So what’s not to like? Nothing’s bad enough that we’d kick Sun outta bed for eating crackers, but there are some quirks:

  • We bought these direct from Sun, with custom configurations, and I believe Sun is still trying to get their head around direct sales (vs VARs). As a result, it turns out that they arrived without all of the RAM already installed. No biggie, we just installed it ourselves. Only thing is, the RAM also wasn’t tested beforehand. We’re used to our systems being fully tested & burned-in prior to delivery, and sure enough, we got a bad piece of RAM. That sucked. For now, we’re just adding a day of burn-in to our install routine, but we’re hoping Sun standardizes on this in the future. UPDATE 1: Just got word from Sun, there is an option to have custom configs burned-in at no cost, but it adds an extra 2-3 weeks to the lead time. We’ll have to think about how to best use this here, since we usually want our gear fast.
  • As I mentioned in our engagement announcement, the sales and approval process (not the people) sucks. Having to go through the approval process over and over for each order that’s slightly different isn’t pleasant. Dell excels at this, by comparison. They fire off quotes (and hardware!) with lightning speed. Here’s how I wish it would work:
    • Sun goes through the approval process for SmugMug and assigns us a discount.
    • From then on, we can just go login to sun.com and place orders for as much (or as little) hardware as we want that day and it automagically applies our discount.
    • Should we think our sales volume warrants a bigger discount or something, we re-engage to re-evaluate.
    • Our sales team at Sun gets to focus on keeping us up-to-date on new technology, roadmap changes, and everything else without wasting time on the approval process for small orders that are similar to orders we’ve placed in the past.
    • We’re happy, Sun’s happy, everyone’s happy.

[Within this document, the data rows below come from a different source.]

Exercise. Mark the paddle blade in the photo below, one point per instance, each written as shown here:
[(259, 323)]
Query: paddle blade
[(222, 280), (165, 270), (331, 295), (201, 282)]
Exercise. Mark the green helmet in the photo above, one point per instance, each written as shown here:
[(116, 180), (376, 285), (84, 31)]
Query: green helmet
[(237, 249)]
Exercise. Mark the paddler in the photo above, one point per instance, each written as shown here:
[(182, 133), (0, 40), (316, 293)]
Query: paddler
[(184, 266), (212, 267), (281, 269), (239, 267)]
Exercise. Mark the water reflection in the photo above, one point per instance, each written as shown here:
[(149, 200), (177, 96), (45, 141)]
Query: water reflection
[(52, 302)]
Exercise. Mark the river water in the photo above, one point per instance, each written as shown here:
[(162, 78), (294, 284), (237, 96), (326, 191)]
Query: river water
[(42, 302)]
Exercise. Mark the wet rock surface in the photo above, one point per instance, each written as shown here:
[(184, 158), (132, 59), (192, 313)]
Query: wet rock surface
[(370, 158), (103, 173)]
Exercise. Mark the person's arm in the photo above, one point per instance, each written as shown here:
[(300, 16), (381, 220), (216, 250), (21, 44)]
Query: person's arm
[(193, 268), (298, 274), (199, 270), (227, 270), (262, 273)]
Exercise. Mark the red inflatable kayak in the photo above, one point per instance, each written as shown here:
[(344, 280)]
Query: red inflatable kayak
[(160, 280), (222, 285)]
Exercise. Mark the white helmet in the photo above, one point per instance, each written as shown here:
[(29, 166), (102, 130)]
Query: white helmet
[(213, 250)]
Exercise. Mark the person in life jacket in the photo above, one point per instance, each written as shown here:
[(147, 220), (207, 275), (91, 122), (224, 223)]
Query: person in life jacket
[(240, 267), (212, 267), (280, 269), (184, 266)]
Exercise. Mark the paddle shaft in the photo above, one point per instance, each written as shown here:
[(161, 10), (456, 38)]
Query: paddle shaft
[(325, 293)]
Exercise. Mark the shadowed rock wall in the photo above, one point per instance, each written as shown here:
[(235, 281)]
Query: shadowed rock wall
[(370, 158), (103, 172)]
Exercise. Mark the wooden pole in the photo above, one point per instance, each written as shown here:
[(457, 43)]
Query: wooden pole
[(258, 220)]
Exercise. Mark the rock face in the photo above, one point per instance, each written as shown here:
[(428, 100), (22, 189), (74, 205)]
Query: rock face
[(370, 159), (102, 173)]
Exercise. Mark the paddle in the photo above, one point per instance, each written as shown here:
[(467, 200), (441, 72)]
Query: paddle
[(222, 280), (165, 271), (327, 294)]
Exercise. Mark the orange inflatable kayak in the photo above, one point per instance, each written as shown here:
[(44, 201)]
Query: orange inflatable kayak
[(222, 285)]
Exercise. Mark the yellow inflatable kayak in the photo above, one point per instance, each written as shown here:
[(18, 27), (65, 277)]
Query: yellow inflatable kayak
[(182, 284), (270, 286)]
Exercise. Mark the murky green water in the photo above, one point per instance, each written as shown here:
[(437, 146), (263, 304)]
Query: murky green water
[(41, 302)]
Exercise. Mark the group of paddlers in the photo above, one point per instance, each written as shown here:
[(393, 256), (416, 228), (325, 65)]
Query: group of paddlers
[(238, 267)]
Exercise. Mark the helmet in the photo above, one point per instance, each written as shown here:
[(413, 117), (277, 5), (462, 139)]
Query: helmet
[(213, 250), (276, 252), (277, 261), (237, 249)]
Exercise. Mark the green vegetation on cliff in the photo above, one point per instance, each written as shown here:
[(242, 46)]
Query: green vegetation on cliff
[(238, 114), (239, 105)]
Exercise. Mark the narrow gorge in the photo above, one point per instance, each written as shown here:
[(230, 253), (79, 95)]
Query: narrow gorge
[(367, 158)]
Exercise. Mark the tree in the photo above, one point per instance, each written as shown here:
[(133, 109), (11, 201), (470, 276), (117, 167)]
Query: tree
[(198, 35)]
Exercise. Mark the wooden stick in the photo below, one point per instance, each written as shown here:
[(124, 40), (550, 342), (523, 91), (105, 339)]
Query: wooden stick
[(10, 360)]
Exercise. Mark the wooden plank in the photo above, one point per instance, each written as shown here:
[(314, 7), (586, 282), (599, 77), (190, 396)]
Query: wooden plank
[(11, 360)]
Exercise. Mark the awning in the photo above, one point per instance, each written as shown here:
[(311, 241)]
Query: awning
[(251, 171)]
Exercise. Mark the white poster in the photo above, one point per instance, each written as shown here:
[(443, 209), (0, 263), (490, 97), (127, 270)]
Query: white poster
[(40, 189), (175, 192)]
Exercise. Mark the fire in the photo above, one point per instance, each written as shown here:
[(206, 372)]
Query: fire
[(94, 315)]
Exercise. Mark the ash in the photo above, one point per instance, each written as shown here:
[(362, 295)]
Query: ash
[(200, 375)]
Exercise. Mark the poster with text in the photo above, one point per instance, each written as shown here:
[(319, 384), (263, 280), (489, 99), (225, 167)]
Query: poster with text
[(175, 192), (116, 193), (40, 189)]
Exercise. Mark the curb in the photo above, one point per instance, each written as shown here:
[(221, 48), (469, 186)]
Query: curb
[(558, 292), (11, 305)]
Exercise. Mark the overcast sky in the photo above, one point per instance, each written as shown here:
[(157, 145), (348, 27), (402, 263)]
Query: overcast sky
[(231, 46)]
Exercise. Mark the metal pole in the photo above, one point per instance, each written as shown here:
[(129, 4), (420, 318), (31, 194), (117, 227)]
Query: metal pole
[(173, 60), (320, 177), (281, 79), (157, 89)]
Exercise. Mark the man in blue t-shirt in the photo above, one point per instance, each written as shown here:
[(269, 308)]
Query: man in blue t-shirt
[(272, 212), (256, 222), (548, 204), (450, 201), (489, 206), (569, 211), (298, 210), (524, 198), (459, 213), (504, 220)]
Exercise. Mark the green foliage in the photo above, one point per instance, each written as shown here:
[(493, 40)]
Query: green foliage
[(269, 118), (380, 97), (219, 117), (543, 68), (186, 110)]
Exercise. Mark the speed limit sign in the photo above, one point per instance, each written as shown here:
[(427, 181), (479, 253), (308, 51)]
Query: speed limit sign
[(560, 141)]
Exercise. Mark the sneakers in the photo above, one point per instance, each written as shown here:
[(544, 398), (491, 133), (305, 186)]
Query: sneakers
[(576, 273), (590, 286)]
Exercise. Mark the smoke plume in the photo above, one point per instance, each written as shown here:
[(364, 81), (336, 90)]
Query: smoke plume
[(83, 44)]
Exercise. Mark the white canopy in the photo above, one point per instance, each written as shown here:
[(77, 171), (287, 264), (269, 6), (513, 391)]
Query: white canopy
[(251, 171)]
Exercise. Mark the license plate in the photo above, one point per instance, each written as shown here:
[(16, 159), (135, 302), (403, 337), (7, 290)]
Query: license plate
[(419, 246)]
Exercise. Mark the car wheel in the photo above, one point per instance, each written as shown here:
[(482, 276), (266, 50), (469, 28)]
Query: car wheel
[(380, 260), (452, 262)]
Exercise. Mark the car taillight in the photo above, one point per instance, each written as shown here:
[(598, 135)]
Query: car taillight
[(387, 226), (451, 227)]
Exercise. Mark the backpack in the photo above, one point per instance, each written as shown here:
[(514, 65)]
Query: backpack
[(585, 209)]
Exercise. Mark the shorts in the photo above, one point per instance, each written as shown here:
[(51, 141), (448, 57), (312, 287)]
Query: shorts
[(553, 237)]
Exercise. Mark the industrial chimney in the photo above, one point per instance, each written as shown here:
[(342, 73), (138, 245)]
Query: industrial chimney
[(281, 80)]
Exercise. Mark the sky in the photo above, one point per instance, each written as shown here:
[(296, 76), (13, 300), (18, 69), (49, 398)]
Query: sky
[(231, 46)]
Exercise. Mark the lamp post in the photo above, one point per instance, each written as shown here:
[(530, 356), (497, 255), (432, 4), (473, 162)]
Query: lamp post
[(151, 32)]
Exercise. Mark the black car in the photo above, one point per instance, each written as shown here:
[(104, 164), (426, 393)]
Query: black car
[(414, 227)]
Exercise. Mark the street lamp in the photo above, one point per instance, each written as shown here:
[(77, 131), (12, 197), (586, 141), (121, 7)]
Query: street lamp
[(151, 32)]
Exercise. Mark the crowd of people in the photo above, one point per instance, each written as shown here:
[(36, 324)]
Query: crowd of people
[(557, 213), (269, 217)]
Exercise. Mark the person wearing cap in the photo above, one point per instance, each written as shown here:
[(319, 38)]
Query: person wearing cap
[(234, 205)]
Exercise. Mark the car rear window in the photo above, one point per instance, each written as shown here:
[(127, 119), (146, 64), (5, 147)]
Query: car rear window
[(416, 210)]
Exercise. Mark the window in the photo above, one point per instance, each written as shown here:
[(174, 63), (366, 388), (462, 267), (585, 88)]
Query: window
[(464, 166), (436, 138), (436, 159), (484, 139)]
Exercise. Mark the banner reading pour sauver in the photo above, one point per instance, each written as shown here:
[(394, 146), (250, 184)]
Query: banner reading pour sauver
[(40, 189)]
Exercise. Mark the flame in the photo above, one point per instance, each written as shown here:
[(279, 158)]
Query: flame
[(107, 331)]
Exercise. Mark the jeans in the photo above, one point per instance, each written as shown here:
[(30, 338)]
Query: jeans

If we could change anything about them, would we? Of course!

  • Love to see dual power supplies. Since power supplies are a very common failure point for servers, we like redundancy here. (The moving parts fail far more often than our circuits do, so surprisingly, we don’t want dual power supplies to handle circuit failures).
  • While we’re dreaming, I’d love to see DC power as an option and remove AC from the equation. We could get lower failure rates, better power utilization, and better redundancy in one fell swoop.
  • And if we really want to get pie-in-the-sky, I’d love to see some sort of liquid or gas cooling system so we can get cooling efficiencies too. This is way outside of my field of expertise, so I don’t know how it would work, but Blackbox seems like it has some great stuff along these lines.

Stuff we really haven’t kicked the tires on yet:

  • We typically whip out our amp meter and take power readings as soon as we get new hardware in our datacenter, since power & cooling are huge concerns for us. This time, we were under such a time crunch (and so busy with all of the nasty storage problems I’ll blog about soon), I haven’t had time. I’m hopeful that all of Sun’s noise about power efficiency is reflected, but I won’t know for sure until I get the hardware out and test it.

And finally, everyone at Sun deserve a shout out. They’ve built a great product, and they’ve certainly showed us a great deal of support and personal attention, which we appreciate. If the people we’ve dealt with are any indicator of upcoming success, Sun’s future looks bright. (No pun intended).

I will post a follow-up shortly detailing the nightmare that our quest for fast DB storage became and what we’ve managed to do about it, but for now, I hope this helps anyone looking for server solutions.

Bottom line: I can’t recommend the X2200 M2 highly enough.